3. Glaucoma and optic nerve protection

• A recent meta-analysis of 30 animal studies showed resveratrol increased survival of retinal ganglion cells, preserved retinal thickness, upregulated SIRT1, and reduced inflammatory/apoptotic markers in glaucoma or ischemia models (frontiersin.org).

4. Anti-fibrotic effect on RPE cells

• In rabbit/mice cell models, resveratrol inhibited epithelial-mesenchymal transition (EMT) of RPE cells by activating SIRT1 and deacetylating SMAD4—potentially limiting scarring in proliferative vitreoretinopathy (nature.com).

✅ Interpretation

• Resveratrol shows broad protective effects in retinal and optic nerve models: antioxidant, anti-inflammatory, anti-apoptotic, anti-fibrotic, often via SIRT1 activation.

• Still, almost entirely preclinical: direct human trial evidence on vision outcomes is lacking.

• Also, oral resveratrol suffers from low bioavailability (≈0.5%) (frontiersin.org, sciencedirect.com, en.wikipedia.org), which may limit effectiveness in humans.

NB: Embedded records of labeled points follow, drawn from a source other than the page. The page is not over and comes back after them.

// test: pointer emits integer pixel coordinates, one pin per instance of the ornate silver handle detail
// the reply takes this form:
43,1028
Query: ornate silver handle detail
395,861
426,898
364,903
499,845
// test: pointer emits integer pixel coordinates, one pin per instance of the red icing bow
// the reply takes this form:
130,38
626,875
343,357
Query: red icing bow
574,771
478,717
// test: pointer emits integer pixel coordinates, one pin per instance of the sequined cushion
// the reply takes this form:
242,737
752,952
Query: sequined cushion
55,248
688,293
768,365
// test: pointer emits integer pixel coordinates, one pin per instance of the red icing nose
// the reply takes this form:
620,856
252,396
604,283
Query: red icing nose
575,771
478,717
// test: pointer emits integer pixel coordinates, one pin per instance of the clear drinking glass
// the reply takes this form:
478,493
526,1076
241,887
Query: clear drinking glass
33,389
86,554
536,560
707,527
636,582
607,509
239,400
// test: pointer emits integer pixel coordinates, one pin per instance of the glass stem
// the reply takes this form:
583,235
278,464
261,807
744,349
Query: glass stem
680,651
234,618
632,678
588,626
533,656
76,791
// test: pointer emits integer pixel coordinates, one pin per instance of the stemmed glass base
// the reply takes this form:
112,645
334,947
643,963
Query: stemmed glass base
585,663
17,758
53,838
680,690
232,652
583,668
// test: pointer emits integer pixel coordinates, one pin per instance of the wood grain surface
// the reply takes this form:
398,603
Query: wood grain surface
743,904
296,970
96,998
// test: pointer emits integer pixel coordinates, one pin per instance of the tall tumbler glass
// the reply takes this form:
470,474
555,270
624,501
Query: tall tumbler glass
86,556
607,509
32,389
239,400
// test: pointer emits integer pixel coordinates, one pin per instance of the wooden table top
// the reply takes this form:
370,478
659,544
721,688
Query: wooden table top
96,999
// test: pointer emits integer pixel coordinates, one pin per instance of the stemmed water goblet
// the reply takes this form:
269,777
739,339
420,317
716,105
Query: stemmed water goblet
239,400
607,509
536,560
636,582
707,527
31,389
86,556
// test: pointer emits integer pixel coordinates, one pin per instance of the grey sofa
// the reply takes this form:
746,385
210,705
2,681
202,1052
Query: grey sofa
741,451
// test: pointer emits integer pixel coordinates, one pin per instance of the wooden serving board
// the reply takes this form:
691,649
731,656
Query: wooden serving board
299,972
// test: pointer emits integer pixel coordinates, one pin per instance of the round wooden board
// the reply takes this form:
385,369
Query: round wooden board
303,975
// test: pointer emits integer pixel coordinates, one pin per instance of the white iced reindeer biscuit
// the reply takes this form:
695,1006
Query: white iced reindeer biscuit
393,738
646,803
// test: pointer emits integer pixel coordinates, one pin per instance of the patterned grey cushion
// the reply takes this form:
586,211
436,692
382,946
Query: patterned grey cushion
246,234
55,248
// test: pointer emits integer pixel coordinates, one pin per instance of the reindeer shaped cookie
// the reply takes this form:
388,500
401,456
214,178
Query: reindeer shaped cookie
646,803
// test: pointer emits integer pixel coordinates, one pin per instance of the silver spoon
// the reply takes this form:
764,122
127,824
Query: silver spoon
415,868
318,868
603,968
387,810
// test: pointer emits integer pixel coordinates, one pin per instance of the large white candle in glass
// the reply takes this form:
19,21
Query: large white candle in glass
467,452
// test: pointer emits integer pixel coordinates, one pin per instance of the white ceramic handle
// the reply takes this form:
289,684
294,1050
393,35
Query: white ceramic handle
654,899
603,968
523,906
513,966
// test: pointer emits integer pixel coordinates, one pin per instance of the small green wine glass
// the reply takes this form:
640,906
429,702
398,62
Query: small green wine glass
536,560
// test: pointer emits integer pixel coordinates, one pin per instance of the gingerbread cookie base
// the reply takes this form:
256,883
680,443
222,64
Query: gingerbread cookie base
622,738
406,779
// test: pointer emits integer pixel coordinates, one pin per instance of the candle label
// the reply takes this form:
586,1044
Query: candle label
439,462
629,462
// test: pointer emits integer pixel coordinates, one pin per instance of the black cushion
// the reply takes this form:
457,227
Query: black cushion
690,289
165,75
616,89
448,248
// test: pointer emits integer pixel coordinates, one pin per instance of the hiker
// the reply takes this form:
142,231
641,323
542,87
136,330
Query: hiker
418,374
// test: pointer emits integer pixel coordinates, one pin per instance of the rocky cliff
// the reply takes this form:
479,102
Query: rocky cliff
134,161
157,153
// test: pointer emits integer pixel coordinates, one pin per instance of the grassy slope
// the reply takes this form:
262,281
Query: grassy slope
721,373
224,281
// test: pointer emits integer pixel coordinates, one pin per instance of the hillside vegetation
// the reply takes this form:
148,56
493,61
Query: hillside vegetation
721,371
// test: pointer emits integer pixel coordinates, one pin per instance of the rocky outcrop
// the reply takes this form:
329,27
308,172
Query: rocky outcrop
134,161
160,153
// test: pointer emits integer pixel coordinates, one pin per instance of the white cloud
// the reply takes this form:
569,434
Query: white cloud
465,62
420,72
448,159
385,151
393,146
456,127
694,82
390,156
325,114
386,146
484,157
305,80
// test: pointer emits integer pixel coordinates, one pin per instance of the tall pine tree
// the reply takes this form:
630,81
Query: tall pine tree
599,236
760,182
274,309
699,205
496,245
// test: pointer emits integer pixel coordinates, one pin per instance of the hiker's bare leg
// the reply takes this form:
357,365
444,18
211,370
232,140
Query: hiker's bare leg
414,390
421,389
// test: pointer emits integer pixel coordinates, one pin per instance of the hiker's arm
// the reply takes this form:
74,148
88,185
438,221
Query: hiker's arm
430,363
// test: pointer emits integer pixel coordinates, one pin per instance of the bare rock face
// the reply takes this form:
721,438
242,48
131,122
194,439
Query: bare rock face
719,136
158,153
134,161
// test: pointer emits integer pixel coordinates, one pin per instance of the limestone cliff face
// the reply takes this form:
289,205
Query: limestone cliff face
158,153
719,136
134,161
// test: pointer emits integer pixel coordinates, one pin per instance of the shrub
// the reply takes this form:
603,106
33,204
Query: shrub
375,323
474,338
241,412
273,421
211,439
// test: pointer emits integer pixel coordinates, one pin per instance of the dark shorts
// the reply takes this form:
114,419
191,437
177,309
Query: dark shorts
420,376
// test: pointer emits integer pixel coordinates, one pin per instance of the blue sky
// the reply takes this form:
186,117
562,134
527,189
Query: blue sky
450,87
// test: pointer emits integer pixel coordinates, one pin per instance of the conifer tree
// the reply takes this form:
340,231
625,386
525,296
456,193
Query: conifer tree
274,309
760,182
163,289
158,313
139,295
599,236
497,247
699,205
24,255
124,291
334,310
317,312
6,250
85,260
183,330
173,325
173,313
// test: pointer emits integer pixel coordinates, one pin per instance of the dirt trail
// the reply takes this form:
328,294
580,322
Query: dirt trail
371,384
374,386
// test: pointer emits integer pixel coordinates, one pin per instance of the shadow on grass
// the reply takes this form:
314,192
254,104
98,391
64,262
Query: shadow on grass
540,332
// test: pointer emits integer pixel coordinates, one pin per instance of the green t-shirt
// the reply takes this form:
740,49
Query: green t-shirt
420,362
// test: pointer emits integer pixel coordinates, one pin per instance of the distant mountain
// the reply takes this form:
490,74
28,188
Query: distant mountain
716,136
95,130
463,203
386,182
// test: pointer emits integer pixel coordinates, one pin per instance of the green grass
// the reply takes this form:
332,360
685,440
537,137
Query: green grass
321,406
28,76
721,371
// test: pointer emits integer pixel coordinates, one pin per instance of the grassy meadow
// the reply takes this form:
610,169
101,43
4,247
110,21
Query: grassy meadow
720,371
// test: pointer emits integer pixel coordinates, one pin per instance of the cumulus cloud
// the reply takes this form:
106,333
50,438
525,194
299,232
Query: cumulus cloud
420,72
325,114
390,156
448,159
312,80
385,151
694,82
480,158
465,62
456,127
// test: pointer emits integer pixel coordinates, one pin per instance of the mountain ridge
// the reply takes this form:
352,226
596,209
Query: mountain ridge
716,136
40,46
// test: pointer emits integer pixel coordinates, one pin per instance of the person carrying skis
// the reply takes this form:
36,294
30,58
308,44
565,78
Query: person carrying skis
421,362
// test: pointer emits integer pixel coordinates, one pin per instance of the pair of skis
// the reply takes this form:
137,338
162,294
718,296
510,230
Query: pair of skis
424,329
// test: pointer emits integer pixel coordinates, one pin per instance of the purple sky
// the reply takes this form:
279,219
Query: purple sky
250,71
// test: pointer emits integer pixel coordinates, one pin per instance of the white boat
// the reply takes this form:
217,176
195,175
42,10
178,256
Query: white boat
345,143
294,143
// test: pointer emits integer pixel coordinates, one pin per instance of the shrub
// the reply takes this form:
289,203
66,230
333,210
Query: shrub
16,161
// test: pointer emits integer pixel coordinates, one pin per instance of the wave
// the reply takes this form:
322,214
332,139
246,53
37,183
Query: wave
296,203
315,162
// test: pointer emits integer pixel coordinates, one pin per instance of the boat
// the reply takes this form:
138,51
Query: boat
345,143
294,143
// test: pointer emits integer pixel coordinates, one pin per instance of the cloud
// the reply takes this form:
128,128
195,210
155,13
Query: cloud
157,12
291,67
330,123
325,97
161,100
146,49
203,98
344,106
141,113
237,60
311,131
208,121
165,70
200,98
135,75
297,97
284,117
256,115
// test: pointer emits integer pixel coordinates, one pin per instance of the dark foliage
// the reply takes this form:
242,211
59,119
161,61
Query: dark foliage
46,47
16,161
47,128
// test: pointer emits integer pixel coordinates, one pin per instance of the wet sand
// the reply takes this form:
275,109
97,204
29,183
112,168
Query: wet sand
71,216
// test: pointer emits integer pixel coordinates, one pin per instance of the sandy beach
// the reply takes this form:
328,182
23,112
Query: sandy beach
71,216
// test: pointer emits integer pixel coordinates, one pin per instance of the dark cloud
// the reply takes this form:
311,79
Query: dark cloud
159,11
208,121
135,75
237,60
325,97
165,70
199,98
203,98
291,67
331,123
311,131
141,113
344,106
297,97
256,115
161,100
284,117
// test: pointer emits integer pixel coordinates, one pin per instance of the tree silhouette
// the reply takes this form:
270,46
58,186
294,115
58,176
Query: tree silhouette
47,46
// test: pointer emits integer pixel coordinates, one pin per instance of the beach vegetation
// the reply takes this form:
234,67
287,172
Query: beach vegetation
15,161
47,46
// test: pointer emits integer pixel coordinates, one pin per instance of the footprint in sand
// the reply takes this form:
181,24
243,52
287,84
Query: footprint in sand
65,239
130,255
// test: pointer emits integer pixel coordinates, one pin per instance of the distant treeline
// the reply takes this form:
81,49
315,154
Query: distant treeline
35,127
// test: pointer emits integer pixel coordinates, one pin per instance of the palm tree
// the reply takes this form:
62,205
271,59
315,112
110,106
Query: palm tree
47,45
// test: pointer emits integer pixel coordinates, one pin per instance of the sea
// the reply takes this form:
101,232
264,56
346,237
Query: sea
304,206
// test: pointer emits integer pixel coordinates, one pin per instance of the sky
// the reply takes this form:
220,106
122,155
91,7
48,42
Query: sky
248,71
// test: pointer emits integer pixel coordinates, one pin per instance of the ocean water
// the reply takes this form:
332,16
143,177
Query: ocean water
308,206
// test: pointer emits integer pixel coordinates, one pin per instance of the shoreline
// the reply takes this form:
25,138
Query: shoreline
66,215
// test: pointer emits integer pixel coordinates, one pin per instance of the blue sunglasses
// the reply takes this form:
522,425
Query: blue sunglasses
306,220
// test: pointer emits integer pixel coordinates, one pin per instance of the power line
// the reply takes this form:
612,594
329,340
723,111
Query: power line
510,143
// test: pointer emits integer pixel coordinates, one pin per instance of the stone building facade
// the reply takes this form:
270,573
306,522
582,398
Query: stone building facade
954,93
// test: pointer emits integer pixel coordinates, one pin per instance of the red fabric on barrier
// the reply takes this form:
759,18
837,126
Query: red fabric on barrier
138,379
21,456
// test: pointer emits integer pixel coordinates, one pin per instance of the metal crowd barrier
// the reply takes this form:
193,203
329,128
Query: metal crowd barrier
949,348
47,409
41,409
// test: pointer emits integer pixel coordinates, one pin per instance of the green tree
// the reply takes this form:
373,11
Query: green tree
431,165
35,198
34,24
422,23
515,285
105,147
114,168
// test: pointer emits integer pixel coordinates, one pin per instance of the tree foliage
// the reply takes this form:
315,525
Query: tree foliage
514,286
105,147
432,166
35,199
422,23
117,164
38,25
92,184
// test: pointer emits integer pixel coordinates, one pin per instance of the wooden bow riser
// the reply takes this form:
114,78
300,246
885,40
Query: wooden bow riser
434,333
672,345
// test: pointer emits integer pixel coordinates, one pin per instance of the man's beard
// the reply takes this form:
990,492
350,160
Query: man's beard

🧠 Clear Summary Explanation

NMN and resveratrol may support eye health by:

• Boosting cellular energy: NMN raises NAD⁺, supporting mitochondrial metabolism and DNA repair.

• Activating protective enzymes: Both compounds activate SIRT1 (and related sirtuins), which regulate stress responses, inflammation, and cell survival.

• Reducing harmful stress: They both lower oxidative damage, neuroinflammation, and apoptosis in retinal cells.

NMN has strong evidence in mice showing it can prevent photoreceptor loss in stress models such as detachment, light damage, diabetes, or genetic dysfunction.

Resveratrol shows protective effects across multiple retinal tissues—RPE, photoreceptors, optic nerve—especially in preclinical models of AMD, glaucoma, inherited or injury-induced degeneration.

Crucially, neither is proven in humans to improve vision or reverse existing damage. Their benefits remain speculative until clinical trials with vision-related outcomes are conducted.

🎯 Final Takeaway

👉 In short: Both are promising neuroprotective agents at the cellular level for eye health, but neither has proven efficacy in improving human vision—until now.